Monday, January 13, 2014

What is mathematics?

Mathematics is a fantastically broad, beautifully intricate, complexly connected concept of numbers and symbols.  Most days I think mathematics is problem solving, some days I have no idea what mathematics is because it tries to define the infinite.  As mathematicians we find relationships between these numbers and laws that already exist and make a language to help define them.  One of these concepts is infinity.

Infinity is a something that doesn’t exist.  No one can reach infinity and no one knows where it is.  It’s something humans created to try to grasp the concept of forever, the end of the number line.  It is a hypothetical construct that frankly, hurts to think about.  Although, the concept of infinity may be impossible to totally grasp, it is still captivating.
Mathematics is one of the few disciplines that even attempts to explain such a lofty concept.  In turn, there are many mathematicians who looked at infinity through logical thinking in subjects such as astronomy, geometry, and engineering.  They discovered key concepts that define the way we look at mathematics. 

There are a plethora of moments that could be argued are the greatest discoveries in mathematics, but here are the moments I think are the greatest.  First I think Al-Khwarismi and his book The Compendious Book on Calculation by Completion and Balancing was the most influential moment for mathematics.  The book summed up all of algebra at the time and opened the door for algebra in Europe.

Second, Euclid’s parallel postulate defines the way we look at geometry.  It challenged mathematicians to define geometry into subcategories and create proofs from these subcategories.

Third, the Pythagorean Theorem is among the most important discoveries in mathematics.  The Pythagorean Theorem gives us what we know about right triangles.  This is one of the first theorems we learn a children and for  good reasons.

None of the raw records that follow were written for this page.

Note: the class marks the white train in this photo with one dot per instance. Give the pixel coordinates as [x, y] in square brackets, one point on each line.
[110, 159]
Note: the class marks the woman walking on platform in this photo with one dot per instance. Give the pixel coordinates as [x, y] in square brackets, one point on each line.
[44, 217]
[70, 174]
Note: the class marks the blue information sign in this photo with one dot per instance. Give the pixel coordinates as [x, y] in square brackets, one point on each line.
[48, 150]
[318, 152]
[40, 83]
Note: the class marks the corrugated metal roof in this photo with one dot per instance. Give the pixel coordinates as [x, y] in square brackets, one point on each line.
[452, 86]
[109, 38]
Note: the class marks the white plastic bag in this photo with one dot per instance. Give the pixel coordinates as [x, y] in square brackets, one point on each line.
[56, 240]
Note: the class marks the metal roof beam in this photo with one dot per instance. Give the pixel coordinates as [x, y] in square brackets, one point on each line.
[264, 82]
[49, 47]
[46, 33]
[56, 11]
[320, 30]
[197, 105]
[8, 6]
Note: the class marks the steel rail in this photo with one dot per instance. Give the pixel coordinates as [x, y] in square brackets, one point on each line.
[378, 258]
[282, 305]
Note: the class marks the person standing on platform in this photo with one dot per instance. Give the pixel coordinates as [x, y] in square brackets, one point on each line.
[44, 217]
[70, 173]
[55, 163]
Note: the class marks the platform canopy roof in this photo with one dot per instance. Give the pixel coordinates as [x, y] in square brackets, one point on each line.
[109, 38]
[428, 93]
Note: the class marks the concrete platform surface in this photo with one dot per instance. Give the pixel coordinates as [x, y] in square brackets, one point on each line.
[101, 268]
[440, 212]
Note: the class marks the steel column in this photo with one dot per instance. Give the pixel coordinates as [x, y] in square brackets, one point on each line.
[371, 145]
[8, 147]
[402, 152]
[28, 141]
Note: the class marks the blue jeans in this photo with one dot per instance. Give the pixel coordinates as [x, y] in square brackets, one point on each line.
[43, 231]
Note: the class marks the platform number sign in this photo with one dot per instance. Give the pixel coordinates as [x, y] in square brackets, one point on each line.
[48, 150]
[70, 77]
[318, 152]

The next greatest moment in mathematical history is the discovery of the First Fundamental Theorem of Calculus.  As the other discoveries define a category of mathematics, so does the First Fundamental Theorem of Calculus, which obviously created the way mathematicians look at calculus.

Finally, the discovery of Quadratic Equation hits the last spot of the top five.  It gives mathematicians a neat and concise way of looking at parabolas, but coming in at number five, it doesn’t define a huge category of mathematics.   Throughout history, the mathematicians that discovered these concepts helped us define what we call today, mathematics. 

*This post is thanks to all of my mathematics professors at GVSU for teaching me so much over my years here.  Special thanks to John Golden because of all he taught me I had to rework my top 5 greatest moments.  His worksheet also helped me write the section about Al-Khwarismi.